The Swans achieved the rare feat of being both popular and successful in 2012, but does the recruitment of Kurt Tippett put their status as everybody's second favourite team at risk?

The 'Bloods' culture built under Paul Roos and carried on by John Longmire has always given prime consideration on team over individual and that has yielded not only a league-wide appreciation of their culture but more importantly two premierships in 2005 and 2012.

Sure, the Swans have had their individual personalities over that period, including Nick Davis and Barry Hall, who were legends of that drought-breaking 2005 flag, but their longevity at the club was compromised by their approach to the game.

Both Davis and Hall left the club less than happy with their lot after Roos made it clear in no uncertain terms that it was 'his way or the highway'.

Longmire is a slightly different personality than Roos but in his discussions with Tippett, who left Adelaide in a terrible mess, he would have made in clear that the power forward needs to fit into the team-first ethos.

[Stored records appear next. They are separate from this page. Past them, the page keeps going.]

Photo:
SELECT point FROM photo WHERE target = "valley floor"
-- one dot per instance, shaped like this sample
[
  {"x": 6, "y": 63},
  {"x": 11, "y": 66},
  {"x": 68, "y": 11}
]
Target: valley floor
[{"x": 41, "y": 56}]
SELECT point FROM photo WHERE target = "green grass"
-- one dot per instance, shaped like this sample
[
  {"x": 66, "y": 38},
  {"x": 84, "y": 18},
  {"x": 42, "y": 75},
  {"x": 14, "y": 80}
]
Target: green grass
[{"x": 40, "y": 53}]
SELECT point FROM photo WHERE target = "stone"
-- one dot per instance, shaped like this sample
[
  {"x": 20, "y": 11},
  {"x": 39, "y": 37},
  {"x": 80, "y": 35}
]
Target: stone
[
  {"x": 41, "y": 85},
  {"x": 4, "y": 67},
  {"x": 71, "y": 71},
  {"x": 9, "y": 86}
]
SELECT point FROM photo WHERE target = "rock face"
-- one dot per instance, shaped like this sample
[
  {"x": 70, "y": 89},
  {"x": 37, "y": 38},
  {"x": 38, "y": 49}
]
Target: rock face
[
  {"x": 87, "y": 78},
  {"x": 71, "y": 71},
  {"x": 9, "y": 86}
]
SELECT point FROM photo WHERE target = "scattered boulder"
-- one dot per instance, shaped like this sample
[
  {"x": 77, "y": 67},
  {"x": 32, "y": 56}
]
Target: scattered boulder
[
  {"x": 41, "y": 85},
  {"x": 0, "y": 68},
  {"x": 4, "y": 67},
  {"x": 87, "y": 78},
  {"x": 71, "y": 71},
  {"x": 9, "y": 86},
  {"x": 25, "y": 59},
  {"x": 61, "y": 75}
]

He is 'persona non grata' in the City of Churches after the debacle surrounding his contract which left the Crows light of pocket, draft picks and a couple of key staff, while Tippett got what he wanted, a free transfer, albeit for the price of an 11-week suspension.

Doubtless there were faults on both sides, but Tippett's comments after the AFL's verdict was handed down certainly wouldn't have cooled the tempers of Adelaide fans.

Round 13, 2013 will mark Tippett's return, coincidentally at AAMI Stadium, his home for his 104-game AFL career to date. But it won't be against Adelaide but rather Port Adelaide.

Normally you'd expect less than 20,000 at a Port home game on a Saturday afternoon, but there might be a few Crows fans who justifiably feel it is worth the price of admission to yell and scream at Tippett.

The question is whether the AFL community at large feels the same way about a man who so blatantly put his own interests above the team.

The question of whether the acquisition of Tippett tarnishes the Swans' brand will only be resolved in time.

It's a very strong brand at the moment having secured a surprise premiership success by pitting itself as a champion team against a team of champions.

Longmire will back the reformative power of the group to mould Tippett into the Bloods' culture.

While the Davis and Hall situations are examples of where ultimately that approach didn't work, the relative success of Peter Everitt's two years at the Swans in 2007 and 2008 are a case for the success of the inclusive team model.

Tippett has nowhere near the form that Everitt had for disrupting team harmony. While his reputation is sullied, he has so far made one mistake.

Longmire must have every confidence that this is the last time someone accuses the 25-year-old of putting his own interests ahead of the group.